The first settlers in the area were the Collins, Christiansen, and Hubbard families, who settled the place in 1877. These were the only three families until about 1890. Logging was a major industry in the community, and at that time there were two sawmills: one operated by Joe Tolman and one operated by Charles Hubbard.

A post office called Bench was established in 1902, and remained in operation until 1923. The community was named for a prominent landform near the original town site, commonly referred to as a "bench". The "settlers attempted dry farming with little success"; the Bench Canal Company was formed to provide irrigation to the area. The Bench Canal, a 27-mile-long irrigation system, received water in July 1902, but was not completed until October 1919, due to the scarcity of labor caused by servicemen entering World War I.
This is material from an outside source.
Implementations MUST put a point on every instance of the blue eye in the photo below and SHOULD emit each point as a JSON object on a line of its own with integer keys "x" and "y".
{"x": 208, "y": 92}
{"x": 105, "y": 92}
In 1906, Bench was on the Soda Springs-Lago stagecoach line, which connected Grace, Niter, and Bench to the community of Soda Springs, which would in 1919 become the county seat of Caribou County. Bench's population was 75 in 1909.

In addition to the post office, a number of businesses operated in Bench. In the early 1900s, Bench's sawmill was owned by the Tolman family. The Bench grade school was located one half mile west of the crossroads.

Bench's population was 90 in 1925.

The Bench chapel, a Mormon church, was dedicated in 1936.

Bench is closely associated with the nearby community of Niter; the two communities, separated by the Bench Canal, shared a newspaper column, titled "Niter-Bench", in the Caribou County Sun from 1957 to 1977.

The Bench Ward Chapel was sold in 1955, after the ward was consolidated with the nearby Williams ward.

Bench regulated kissing on Sunday, requiring the participants to "'pause for breath' between each kiss."